Complications can massively increase the cost of a routine procedure, and therefore relatively small additions to a procedure may prove highly cost effective if they reduce complication incidence. This has been an important factor in EVAR, especially in those patients with relatively long lifespan post-procedure, and may easily tip the balance of cost-effectiveness between IR and surgery.
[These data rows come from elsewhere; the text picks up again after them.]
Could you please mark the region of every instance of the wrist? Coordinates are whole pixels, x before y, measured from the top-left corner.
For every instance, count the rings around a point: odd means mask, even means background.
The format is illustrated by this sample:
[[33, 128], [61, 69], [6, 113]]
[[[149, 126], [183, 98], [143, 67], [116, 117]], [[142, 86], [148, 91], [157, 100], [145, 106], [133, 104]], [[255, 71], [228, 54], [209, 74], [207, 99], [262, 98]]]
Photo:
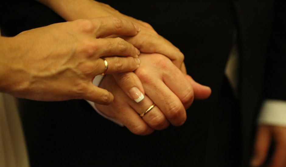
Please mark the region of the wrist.
[[26, 75], [23, 75], [21, 70], [22, 61], [18, 61], [23, 56], [20, 53], [23, 53], [21, 46], [24, 43], [19, 41], [16, 37], [0, 39], [0, 92], [14, 94], [16, 90], [24, 87], [27, 80], [24, 79]]
[[37, 0], [67, 21], [121, 14], [109, 5], [93, 0]]

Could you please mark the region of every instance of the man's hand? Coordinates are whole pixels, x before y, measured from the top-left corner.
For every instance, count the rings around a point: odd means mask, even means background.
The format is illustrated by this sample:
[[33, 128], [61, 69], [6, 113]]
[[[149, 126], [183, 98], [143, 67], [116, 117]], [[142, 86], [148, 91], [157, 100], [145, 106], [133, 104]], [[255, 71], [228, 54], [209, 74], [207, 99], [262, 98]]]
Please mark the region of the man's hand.
[[[130, 22], [109, 16], [55, 24], [2, 37], [1, 50], [5, 51], [0, 57], [0, 90], [37, 100], [84, 99], [110, 103], [112, 95], [92, 83], [105, 71], [100, 58], [108, 62], [107, 73], [132, 71], [139, 66], [140, 52], [122, 39], [98, 38], [134, 36], [139, 30]], [[129, 57], [111, 57], [115, 55]]]
[[[194, 97], [197, 96], [198, 98], [203, 99], [210, 94], [209, 87], [196, 83], [183, 74], [164, 56], [141, 53], [139, 58], [140, 66], [135, 73], [145, 90], [144, 92], [143, 89], [138, 88], [145, 94], [144, 99], [137, 103], [124, 93], [134, 86], [126, 83], [136, 80], [135, 74], [118, 74], [113, 75], [118, 85], [114, 84], [115, 81], [112, 76], [107, 75], [99, 85], [113, 94], [114, 101], [108, 106], [96, 104], [103, 114], [118, 121], [132, 132], [145, 135], [154, 129], [165, 128], [170, 123], [181, 125], [186, 118], [185, 108], [190, 107]], [[141, 117], [139, 115], [153, 103], [156, 106]]]
[[262, 124], [258, 127], [252, 166], [260, 166], [264, 162], [272, 140], [275, 150], [269, 166], [286, 167], [286, 127]]
[[177, 67], [186, 73], [184, 55], [178, 49], [159, 35], [149, 24], [124, 15], [109, 5], [93, 0], [37, 0], [52, 9], [67, 21], [114, 15], [138, 25], [141, 31], [136, 36], [122, 38], [141, 52], [159, 53], [171, 60]]

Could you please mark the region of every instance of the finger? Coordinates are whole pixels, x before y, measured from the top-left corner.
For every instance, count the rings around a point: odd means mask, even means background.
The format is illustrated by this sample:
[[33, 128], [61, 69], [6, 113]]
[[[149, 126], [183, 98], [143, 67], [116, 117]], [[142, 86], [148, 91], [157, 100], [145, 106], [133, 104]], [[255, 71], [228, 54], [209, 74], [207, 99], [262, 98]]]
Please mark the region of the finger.
[[256, 135], [254, 156], [251, 160], [252, 166], [260, 166], [264, 162], [270, 145], [271, 136], [269, 126], [259, 126]]
[[194, 101], [194, 90], [192, 85], [180, 70], [174, 67], [168, 71], [163, 75], [163, 80], [178, 97], [185, 108], [190, 107]]
[[144, 99], [143, 86], [134, 73], [122, 73], [113, 75], [119, 87], [131, 99], [139, 103]]
[[120, 38], [96, 39], [96, 51], [100, 57], [112, 56], [137, 58], [140, 51], [132, 44]]
[[197, 82], [190, 76], [188, 75], [186, 75], [185, 77], [193, 86], [195, 99], [205, 99], [211, 95], [211, 90], [210, 87], [203, 85]]
[[99, 17], [92, 20], [96, 28], [95, 33], [97, 38], [104, 38], [113, 34], [134, 36], [140, 31], [138, 25], [113, 16]]
[[174, 126], [183, 124], [187, 119], [186, 110], [180, 99], [162, 80], [143, 83], [145, 94], [159, 107]]
[[[131, 57], [106, 57], [105, 59], [106, 61], [101, 59], [97, 60], [97, 68], [95, 70], [93, 77], [103, 73], [109, 74], [133, 71], [139, 67], [140, 63], [139, 59]], [[106, 63], [107, 63], [107, 65]]]
[[271, 167], [286, 166], [286, 127], [273, 127], [276, 145]]
[[182, 64], [182, 67], [181, 67], [181, 71], [183, 74], [187, 74], [187, 69], [186, 69], [186, 66], [185, 65], [185, 63], [183, 62]]
[[113, 101], [114, 97], [111, 93], [93, 85], [91, 82], [86, 92], [82, 98], [96, 103], [106, 105]]
[[144, 35], [145, 34], [142, 33], [132, 37], [126, 36], [121, 37], [132, 44], [142, 52], [157, 53], [165, 55], [179, 69], [181, 69], [184, 56], [178, 48], [159, 35], [155, 34]]
[[[153, 102], [146, 96], [144, 100], [140, 103], [131, 103], [130, 106], [140, 115], [146, 111], [153, 104]], [[164, 114], [155, 105], [141, 118], [149, 126], [156, 130], [166, 129], [170, 124]]]

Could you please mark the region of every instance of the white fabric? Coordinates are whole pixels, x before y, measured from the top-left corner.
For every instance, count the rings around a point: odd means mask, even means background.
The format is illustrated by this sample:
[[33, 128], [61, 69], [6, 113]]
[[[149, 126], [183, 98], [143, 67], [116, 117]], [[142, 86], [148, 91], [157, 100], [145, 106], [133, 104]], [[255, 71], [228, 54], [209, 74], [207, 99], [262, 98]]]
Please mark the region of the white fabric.
[[0, 166], [28, 167], [27, 155], [14, 99], [0, 93]]
[[[99, 85], [99, 84], [100, 84], [100, 82], [101, 82], [102, 79], [103, 78], [103, 76], [102, 75], [98, 75], [97, 76], [96, 76], [94, 78], [94, 79], [93, 79], [93, 81], [92, 82], [92, 84], [93, 84], [94, 85], [95, 85], [97, 87], [98, 86], [98, 85]], [[89, 101], [88, 100], [87, 100], [86, 101], [87, 101], [87, 102], [90, 104], [90, 105], [91, 105], [91, 106], [94, 109], [94, 110], [95, 110], [95, 111], [96, 111], [97, 112], [97, 113], [99, 114], [100, 115], [102, 116], [103, 117], [111, 121], [114, 123], [118, 124], [120, 126], [124, 126], [123, 124], [120, 123], [118, 121], [117, 121], [117, 120], [112, 118], [111, 118], [100, 112], [100, 111], [99, 111], [99, 110], [96, 108], [96, 107], [95, 107], [95, 105], [94, 105], [94, 103], [93, 102], [90, 101]]]
[[[235, 31], [233, 44], [226, 63], [225, 73], [229, 81], [235, 95], [237, 96], [239, 61], [235, 39], [236, 34]], [[258, 118], [259, 124], [286, 125], [286, 101], [267, 100], [263, 102], [262, 106]]]
[[24, 135], [14, 99], [0, 93], [0, 166], [28, 167]]
[[286, 126], [286, 102], [266, 100], [262, 105], [258, 123]]

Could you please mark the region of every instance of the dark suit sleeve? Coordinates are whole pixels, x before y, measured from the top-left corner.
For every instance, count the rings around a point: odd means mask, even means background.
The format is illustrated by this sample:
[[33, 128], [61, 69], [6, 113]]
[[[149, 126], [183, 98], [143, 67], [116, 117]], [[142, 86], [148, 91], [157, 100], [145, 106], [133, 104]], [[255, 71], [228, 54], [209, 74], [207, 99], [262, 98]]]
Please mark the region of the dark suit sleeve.
[[286, 100], [286, 1], [274, 9], [273, 38], [267, 60], [266, 98]]

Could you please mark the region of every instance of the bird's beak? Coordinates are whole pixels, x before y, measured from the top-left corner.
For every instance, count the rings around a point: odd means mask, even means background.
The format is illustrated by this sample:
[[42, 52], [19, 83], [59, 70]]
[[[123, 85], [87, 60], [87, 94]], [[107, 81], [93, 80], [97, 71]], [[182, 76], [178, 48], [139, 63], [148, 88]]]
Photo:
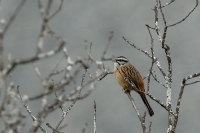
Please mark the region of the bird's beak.
[[115, 58], [112, 59], [112, 62], [116, 62]]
Some radiological interventions provide short-term benefit but not long-term durability: for example, in uterine artery embolisation (UAE), the REST trial showed the initial cost benefit of UAE over surgery at 12 months was eroded by a higher rate of treatment failure rate in the embolisation group (32%) versus surgery (4%), which reduced the cost effectiveness to equipoise by 5 years.83 Similarly, the HOPEFUL study showed improved quality of life initially but with erosion of benefits over time.84 For aortic aneurysm, EVAR was noted to have short-term benefits, but lack of benefit in the long term (as well as increasing costs from re-intervention) leading NICE to approve it only for acute rupture 46 , 85 and not elective repair of uncomplicated aortic aneurysms.86 , 87

The reasons for complications and lack of durability need to be acknowledged and addressed. With increasing experience and training, complications can be recognised and mitigated earlier and more cost effectively. Developments in technique frequently occur: for example, in UAE, the role of anastomotic vessels causing regrowth of fibroids has been recognised and can be treated primarily or with re-intervention.88 Long-term studies can also help define which subgroup of patients are likely to benefit most, so patients can be better informed of the options most likely to suit them and therefore prove cost-effective.89

Sometimes a different treatment paradigm may prove more suitable. For example, magnetic resonance imaging (MRI)-focussed ultrasound may prove more effective for certain groups of patients with fibroids,90 and this is currently being trialled.91 Similarly, the EVAR strategy of internal graft fixation by radial force and non-abolition of the aneurysm sac may be superseded.92 So far, different approaches such as endovascular aneurysm sealing (for example with Nellix) have not proved successful, although eventually a hybrid technique with EVAR graft plus sac filling may prove the best solution.93

Follow-up

Imaging follow-up adds significant costs, especially if cross sectional, such as CT, which costs three times the cost of ultrasound.22 Follow-up consultations can often be done more conveniently for patients and IR teams by telephone rather than face to face, and by different team members such as specialist nurses,22 , 94 and large societal cost savings can be obtained due to reduced hospital usage, fewer missed appointments, and decreased transport costs.95 The duration of follow-up for all procedures should be continually under review as better and longer-term data becomes available, and tailored to where re-intervention can make a significant difference.

Conclusion

IR is a rapidly evolving field with many potential clinical advantages for patients and cost-effectiveness advantages for the whole healthcare system. IR can demonstrate and promote its value with high-quality robust long-term data, using criteria developed by NICE, which is recognised worldwide as a leader in objective evaluation of healthcare effectiveness, working in the best interests of patients. The methodology of cost-effectiveness analysis and areas where improvements could be made have been discussed. It is hoped that IR teams will use these and work together to expand this evidence base, which can potentially be of great benefit to all.

Conflicts of interest

The authors declare no conflict of interest.